Sahip olduğu değerleri büyük bir hızla tüketip, ardından unutması nedeniyle sık sık balık hafızasına atıfta bulunulan Türk toplumunun, son yıllarda yaşadığı erozyonda en büyük tahrifatı ‘ahde vefa’ görmüştür. Hatta bu konuda o kadar ileri gidilmiştir ki, tarihe karışmakta olan bir ulusu yeniden ayağa kaldıran Atatürk, bir takım aymazlar tarafından bugün yaşanan çöküşün, neredeyse tek sorumlusu olarak ilan edilebilmiştir. Yıllarca bir kuruma-camiaya hizmet veren, yücelmesi için emek sarfeden, ardından da günün birinde ayrılmak zorunda kalan bir kişiye karşı sergilenen tutum, o kurumun-camianın gerçek değerini ortaya koyar. Yani mihenk taşı, yine sözkonusu kurumun-camianın tavrıdır. Türk sporunun son sürat uçuruma yuvarlandığı, hezimetlerle, doping, şike, bahis skandallarıyla, en kutsal varlıklarımızın tribünleri işgal eden vandalların salyalı ağızlarında sakız yapılmasıyla, puslu ve zifiri karanlık bir gecede yolunu kaybeden bir yolcuya döndüğümüz şu günlerde; pek görmezden gelinen bir ışık huzmesi yansıdı gazete sayfalarına, az da olsa... Galatasaray İkinci Başkanı Ergun Gürsoy, Hagi’nin, Ümit Karan ve Saidou’yu göndermesiyle ilgili sorulan bir soru üzerine şu açıklamayı yaptı: “Hagi’yi yalnız bu tasarrufuyla değerlendirmeyin. Onun bu takıma kattıklarını kimse unutmasın. O bizim tarihimize kazınmış bir isimdir. Hagi’nin her zaman gönlümüzde ayrı bir yeri vardır.”Sık sık tatsız polemikleriyle gazete sayfalarına konuk olan Ergun Gürsoy’un bu alkışlanacak tavrı, ne yazık ki hakettiği ilgiyi ve değeri görmedi.
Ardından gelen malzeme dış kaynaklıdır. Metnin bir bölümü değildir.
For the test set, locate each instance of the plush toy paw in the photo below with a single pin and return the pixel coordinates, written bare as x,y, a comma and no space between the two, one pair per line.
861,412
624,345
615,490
Oysa, birlikte çalıştıkları dönemde bir türlü anlaşamadığı, belki de kavgalı ayrıldıkları Hagi hakkında Karadenizli heyecanıyla ağır eleştiriler yapabilir, basının istediği malzemeyi verebilirdi. Ama o, bu ucuz yolu seçmedi. Kendine, bir Galatasaraylı’ya yakışanı yaptı. Ahde vefa gösterdi. Camiaya ait olan bir değere sahip çıktı. Hagi’nin sevabının, günahından daha çok olduğunun altını çizdi. İnsanların bu şekilde anılması gerektiğini vurguladı. “Sonuçta hangimiz hata yapmıyoruz ki” mesajını verdi. Olması gereken ve bir çoğumuzun bir türlü yapamadığı buydu.Ergun Gürsoy, gerçek bir Galatasaraylı’nın, dahası asil bir Türk’ün nasıl olması gerektiğini dosta düşmana gösterdi.Galatasaray da onu, tarihinde hakettiği yere koyacaktır. Koymalıdır.